Chronic stress can have a negative impact on your learning and memory. It causes neural stem cells in the hippocampus to become oligodendrocytes, which coat neurons with myelin. An excess of this insulating material results to disruptions in the communication with the brain.
High levels of stress can also result to an increased risk of stroke and depression. Moreover, anxiety has been found to actually cause the reduction of the brain. "The accumulation of stressful life events may make it more challenging for these individuals to deal with future stress," Emily Ansell, assistant professor of psychiatry and study author, said.
The publication shared four tips on how to manage stress. First, it is important to know that the effects can still be repaired. The brain can recover from the loss of neurons.
"Generally speaking, the brain, and especially the hippocampus, has a substantial degree of plasticity, meaning that the brain is quite malleable," Sundari Chetty, PhD, Stanford School of Medicine faculty member in the department of psychiatry and behavioral sciences, said.
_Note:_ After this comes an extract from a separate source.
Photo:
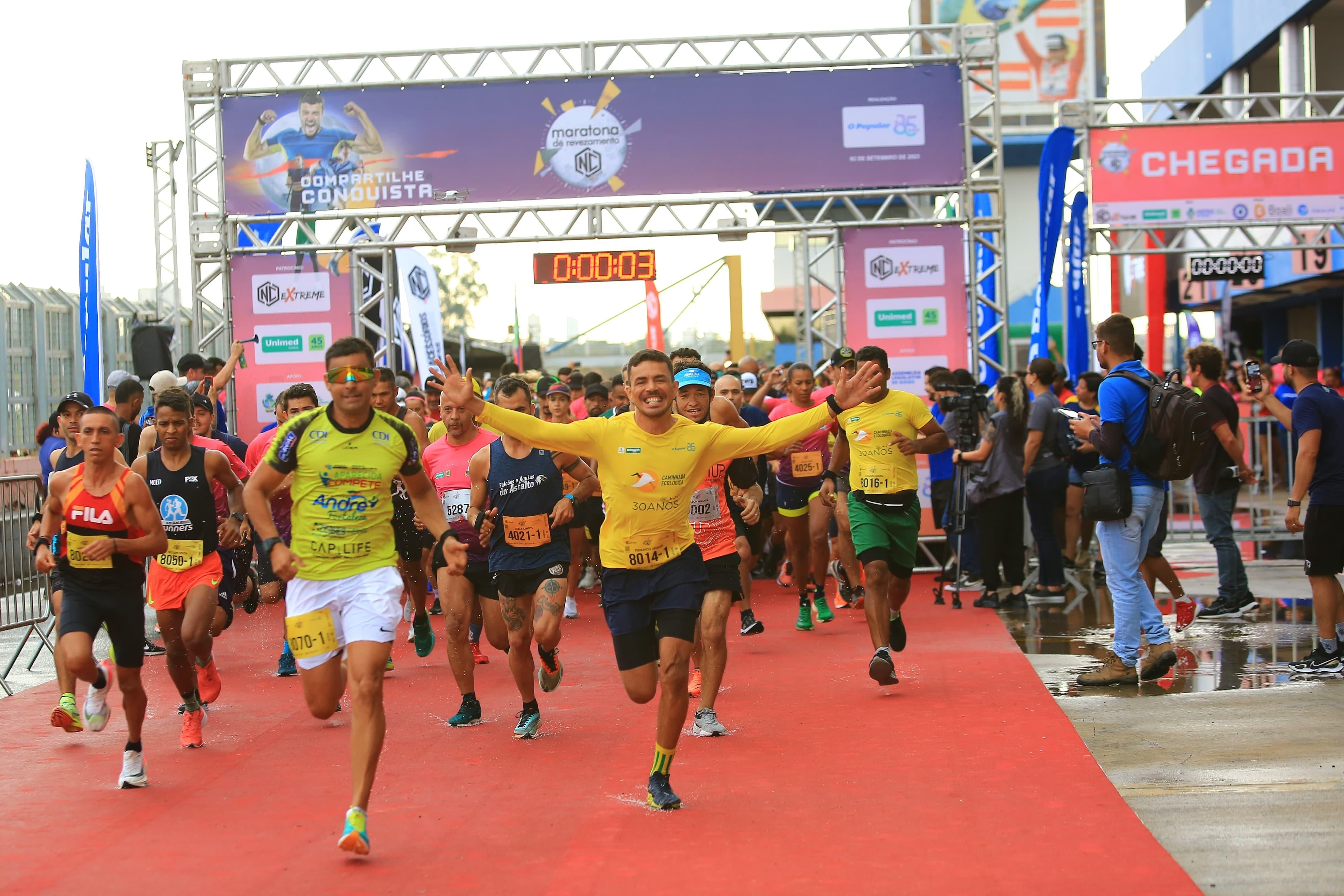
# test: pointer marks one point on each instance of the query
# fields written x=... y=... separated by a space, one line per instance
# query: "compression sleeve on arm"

Second, physical exercise has the potential to prevent or reduce elevations in stress hormones. Even something as simple as brisk walking 30 minutes a day can help improve one's mood and lower stress.
Third, meditate. A study conducted last 2014 revealed that adults aged 18 to 30 had less anxiety during stress-provoking tasks after participating in a mindfulness meditation training program for 25 minutes, three days in a row.
Lastly, make sure to get enough sleep. "Sleep is very important in controlling levels of stress hormones," Cherry added. "Sleep deprivation elevates stress hormones and can have negative impacts on the brain, including the hippocampus."